Stateful MVC uses Publisher/Subscriber (or Observer) to keep Views and Controllers up-to-date with changing Models over time, which is irrelevant for stateless MVC over HTTP. Plus, in stateful MVC the View and Controller are often "pluggable," where a given Controller+Model may use a different View for displaying the same data differently (e.g. table vs. pie chart), or a given View+Model may use a different Controller for handling events differently (e.g. mouse+keyboard vs. game controller). Whereas, in stateless MVC over HTTP, the controller is the "owner" of the process, and won't generally be replaced.
And in the world of front-end web, stateful MVC really is mostly dead. MVVM and Component-based architectures (using the Composite pattern) have replaced it. A runtime is usually responsible for wiring up events, rather than individual controllers. Controllers don't need to be swappable because events can be given semantic meaning in components, and Views don't need to be swappable because you can instead render a sub-composite to change how the data is shown.
Is the Controller not in a coupled pair with a View? We could imagine an interface where it could be completely separate (e.g. a kiosk TUI where stuff like "press 'r' for X" is displayed), but in the vast majority of UIs the View has state, and the Controller has to depend on that state (e.g. did this keypress happen with a text field focused). Sure, this is abstracted away via the UI framework and we operate on usually some form of event system.
But even then, I don't really see how we could have a non-coupled controller-view. In fact, I seem to remember that it was described in a similar way for Smalltalk even.
You can have decoupled Controllers from Views using React. That's the basis of the "original" Flux/Redux architecture used by React developers 10+ years ago when React was just beginning to get traction.
A flux/redux "Store" acts as a Model -> contains all the global state and exactly decides what gets rendered. A flux/redux "Dispatcher" acts as a Controller. And React "Components" (views) get their props from the "Store" and send "events" to "dispatcher", which in turn modifies the "Store" and forces a redraw.
Of course they aren't "entirely decoupled" because the view still has to call the controller functions, but the same controller action can be called from multiple views, and you can still design the architecture from Model, through Controller (which properties can change under what conditions) and then design the Views (where the interactions can happen).
I was asking more in the abstract. Web UI frameworks usually sit on top of considerable abstraction (in the form of the DOM, eventing system, etc), so I'm not sure your reply exactly answers my question.
Whether application state is short-lived (e.g., request/response CRUD) or long-lived (e.g., an in-memory interactive UI) is orthogonal to MVC. MVC is a structural separation of responsibilities between model, view, and control logic.
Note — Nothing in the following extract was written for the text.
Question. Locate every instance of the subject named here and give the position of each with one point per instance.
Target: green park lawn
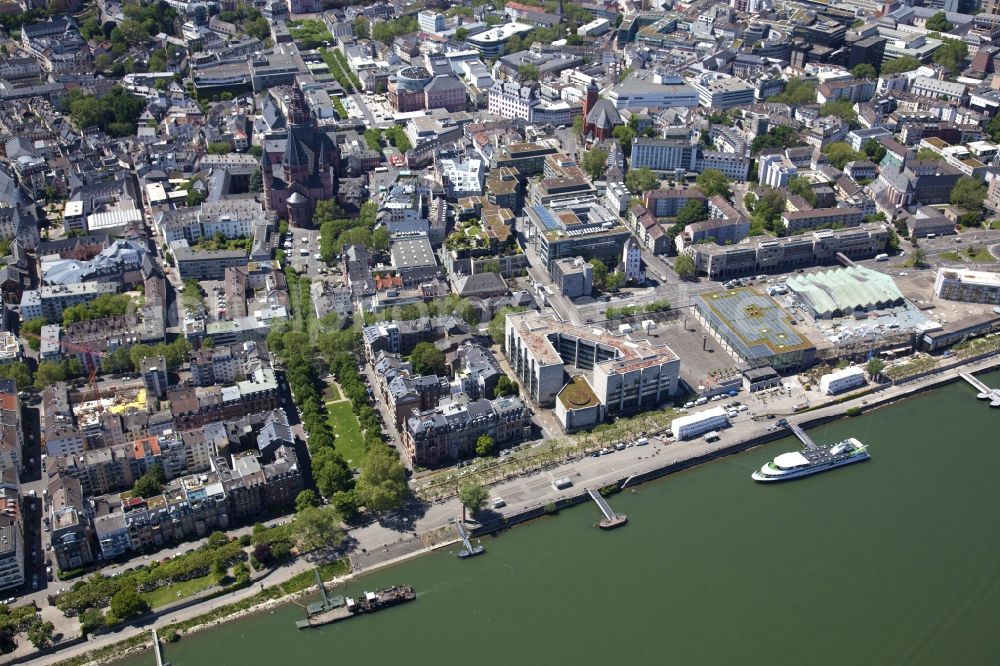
(344, 424)
(164, 595)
The duration of state affects implementation strategy, not the applicability of the pattern itself.
MVC is a structural separation of responsibilities between model, view, and control logic.
Yes, but the “MVC” pattern used by various back-end web frameworks that borrowed the term a while back actually has very little to do with the original MVC of the Reenskaug era.
The original concept of MVC is based on a triangle of three modules with quite specific responsibilities and relationships. The closest equivalent on the back-end of a web application might be having a data model persisted via a database or similar, and then a web server providing a set of HTTP GET endpoints allowing queries of that model state (perhaps including some sort of WebSocket or Server-Sent Event provision to observe any changes) and a separate set of HTTP POST/PUT/PATCH endpoints allowing updates of the model state. Then on the back end, your “view” code handles any query requests, including monitoring the model state for changes and notifying any observers via WS/SSE, while your “controller” code handles any mutation requests. And then on the front end, you render your page content based on the back-end view endpoints, subscribe for notifications of changes that cause you to update your rendering, and any user interactions get sent to the back-end controller endpoints.
In practice, I don’t recall ever seeing an “MVC” back-end framework used anything like that. Instead, they typically have a “controller” in front of the “model” and have it manage all incoming HTTP requests, with “view” referring to the front-end code. This is fundamentally a tiered, linear relationship and it allocates responsibilities quite differently to the original, triangular MVC.